I hear her crying as she responds
How her little right leg should wither
If she even touched a harpstring
By the foreign waters
And if she forgot
That beloved dunghill
Which had once been her homeland…)
It’s a stunning resetting of Psalm 137, the exile poem par excellence. The ephemerality of existence, the sadness and tragedy of exile — it’s all there in this sunset scene. But it is all so finely rendered that we can’t quite tell if it’s meant to be satire or fable.
It’s the next poem, written in 1924 and published a decade later in the two-volume posthumous collection, Moyshe Leyb Halpern, that is one of my favorites. It is entitled “Di háyrat” (The Marriage). Halpern uses a conspicuously German word (the standard Yiddish would be the Hebrew “khásene”), which instantly puts us on alert. The poem begins:
Kuk ikh af der náketer froy,
mit dem kléynem kop
un mit di gróbe úmgelúmperte lendn
un mit di gróyse ménerishe fis —
(I look at the naked woman,
With the small head
And the thick, shapeless thighs,
And the big, masculine feet —)
This is something of a risqué way of starting a Yiddish poem, namely gazing directly at a naked woman and critiquing her body in a clinical way. (What’s more, the sound of the word “úmgelúmperte” — meaning shapeless as well as clumsy or awkward — so perfectly matches its meaning.) Our surprise is defused, however, as the poem continues:
Vend ikh zikh tsum fárbn-kínstler
un ikh freg im,
vos im hot gebrákht dertsú
azóyns af dem layvnt óystsutróymen.
(So I turn to the painter
And ask him
What caused him
To dream up such a thing on the canvas.)
So now we know the speaker of the poem is looking at a painting in the presence of the artist. The word Halpern uses for “artist,” however, is not the standard Yiddish word for an artistic painter, namely “móler.” Rather he uses “fárbn-kínstler,” which is literally “color artist.” A colorist is an odd thing to call this man given that everything the speaker has been describing in the painting are forms not colors.
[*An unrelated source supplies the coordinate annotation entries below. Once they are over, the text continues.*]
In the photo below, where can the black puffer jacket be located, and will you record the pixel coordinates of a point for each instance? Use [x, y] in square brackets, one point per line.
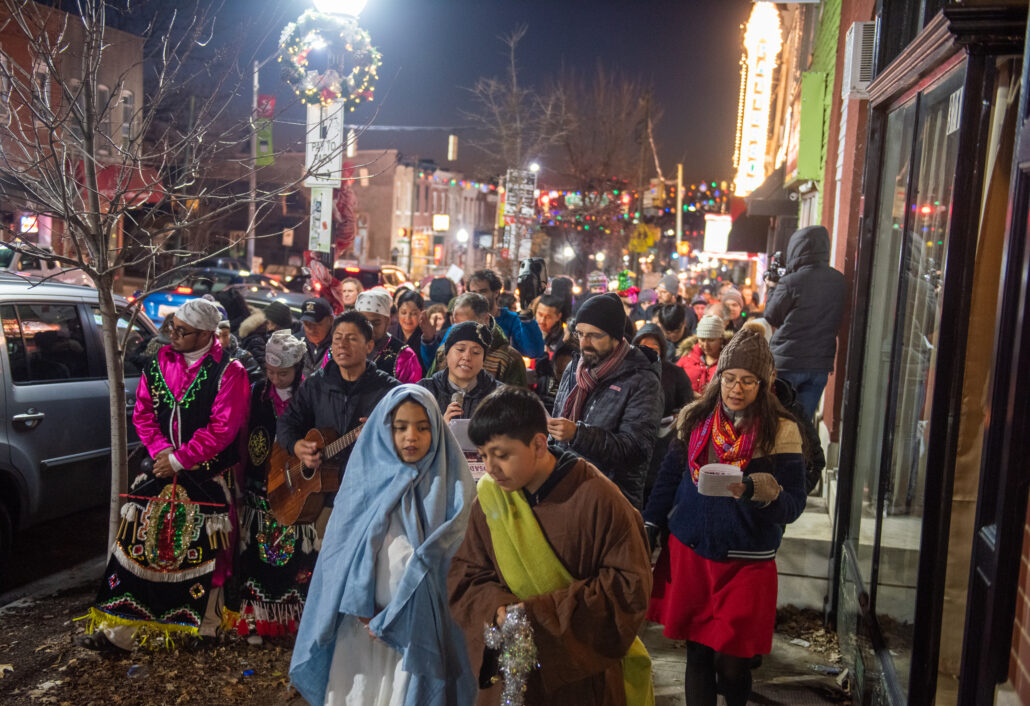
[805, 307]
[620, 419]
[442, 390]
[324, 399]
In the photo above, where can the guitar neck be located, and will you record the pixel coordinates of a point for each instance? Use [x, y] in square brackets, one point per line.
[341, 443]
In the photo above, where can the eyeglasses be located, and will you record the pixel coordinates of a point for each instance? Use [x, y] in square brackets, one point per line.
[179, 332]
[728, 382]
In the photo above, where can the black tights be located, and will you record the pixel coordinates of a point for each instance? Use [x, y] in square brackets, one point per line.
[705, 666]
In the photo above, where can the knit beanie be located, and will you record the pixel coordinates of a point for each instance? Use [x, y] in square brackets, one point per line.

Clearly he is not taken with this man’s artistic skills. Moreover, the verb “óystróymen” (to dream up) is Halpern’s coinage. The speaker seems to be equally unconvinced about the artist’s choice of subject matter. The poem concludes with the artist’s response:
Raybt er on a shvébele
un shtupt aráyn di lyúlke in zayn moyl
un éntfert —
shtelt zikh aróys ot-vós:
Er — fu.
Aléyn—fu.
Gevén farháyrat tsu ir — fu.
In Paríz táke — fu.
(He strikes a match,
Shoves his pipe in his mouth,
And responds —
It turns out,
He (puff).
Himself (puff).
Been married to her (puff).
In Paris, mind (puff).
The crudeness of the image turns out to have been the point. All along, our misapprehensions as readers have gotten mapped onto the speaker’s own misunderstandings. This “foreign” artist (as we are cued from the title, which gets repeated in his own words, “farháyrat”) is settling an emotional score. But all sins are covered because it took place in that most foreign and bohemian of lands (“Paris”). Halpern was a masterful word-artist, and deserves a much wider readership.
And as always, “léyent gezúnterhéyt” — read it in good health.